One example of this approach is Björklund, Jäntti & Solon (2005), who estimate sibling correlations in long-run earnings for nine different sibling types. The sibling types differ in two dimensions. First they differ in genetic similarity with MZ (identical) twins sharing the same genetic setup, DZ-twins and full biological sharing 50 percent, half siblings sharing 25 % and finally adoptive siblings having no genetic similarity. Second, they are divided into siblings reared apart and reared together. The nine sibling correlations estimated by Björklund, Jäntti & Solon (2005) reveal a general pattern that suggests that both genes and shared environment are important. Björklund, Jäntti & Solon then apply these estimated correlations to make a decomposition of earnings variation into one component representing genetic inheritance and another representing environmental influences that are shared by siblings. The best-fitting model suggested that these two components were equally important for earnings. However, since the sibling correlations clustered around 0.20 ­ somewhat lower than in Björklund et al. (2002) due to other age limits ­ non-shared environment was even more important than genes and shared environment.

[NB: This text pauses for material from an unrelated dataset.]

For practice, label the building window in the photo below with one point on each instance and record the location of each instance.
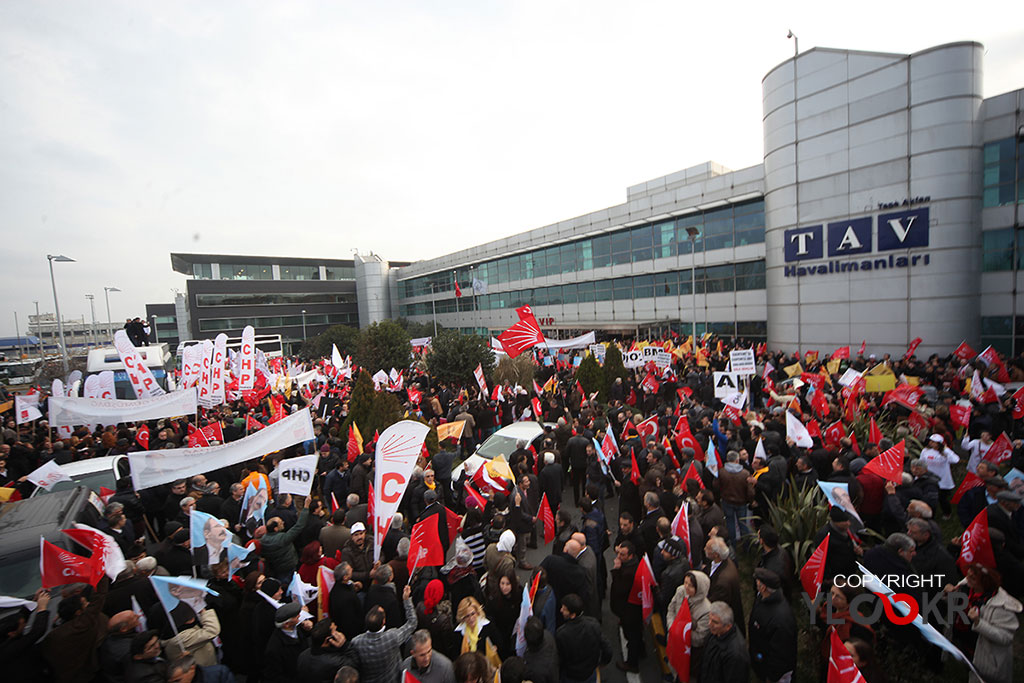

Björklund, Lindahl & Plug (2006) extend the standard intergenerational model by using data on adopted children’s biological and adoptive parents in the same intergenerational equation. They found that both parents’ characteristics matter significantly and that their coefficients more or less add up to the coefficient for birth parents in equations for children raised by their birth parents. They found, however, a tendency for the biological mother’s education to be more important than the adoptive mother’s education, whereas the adoptive father’s income had a bigger impact than the biological father. The overall conclusion from the study is that both pre-birth factors ­ proxied by bio parents’ resources ­ and post-birth factors ­ proxied by adoptive parents’ resources ­ matter for intergenerational associations.

Björklund & Chadwick’s (2003) analysis is in the same spirit, but they estimate intergenerational father-son elasticities by time spent with the father. They find significant differences in expected direction, namely that the more time spent with the father the higher the estimated elasticities are. So the mechanisms behind intergenerational associations include time living with the father.

Two studies have also looked into the questions whether family associations vary by birth order and family size. If they would, theories of intergenerational mobility should be able to explain what it is in parental behaviour that creates such differences. Somewhat confusingly, but not necessarily in conflict with each other, Björklund et al.’s (2004) results show that sibling correlations are fairly similar for different family size, whereas Lindahl (2006), studying intergenerational elasticities, find a significant pattern such that the elasticities fall by birth order for larger families. More research is needed to figure out what is behind these results.

3.3. Causal effects
Studies with the explicit aim to get at causal effects ­ that is address the counterfactual question what would happen if some intervention would change a factor like parental education or income with some specific units ­ must be clearly distinguished from the more descriptive intergenerational mobility studies reported so far. There is, however, a very recent wave of studies that aim at disentangling the true causal effect of parental income or education on offspring. Three different methods have been used in this recent research. Plug (2004), for example, use data on adopted children and their adoptive parents to purge the intergenerational association from the genetic component that definitely must be considered a confounding factor if the purpose is to estimate the true causal effect of changes in parental income or education. Behrman & Rosenzweig (2002) use data on identical twins with different education to eliminate the influence of genetic inheritance and shared environment. Both Plug and Behrman & Rosenzweig use rather small US data sets. Finally, some studies have used “exogenous variation” in parental education generated by school reforms to estimate the causal impact of parental education on offspring’s outcomes; see Black, Devereux & Salvanes (2005) for a Norwegian study and Oreopoulus, Page & Stevens (2006) for a US one.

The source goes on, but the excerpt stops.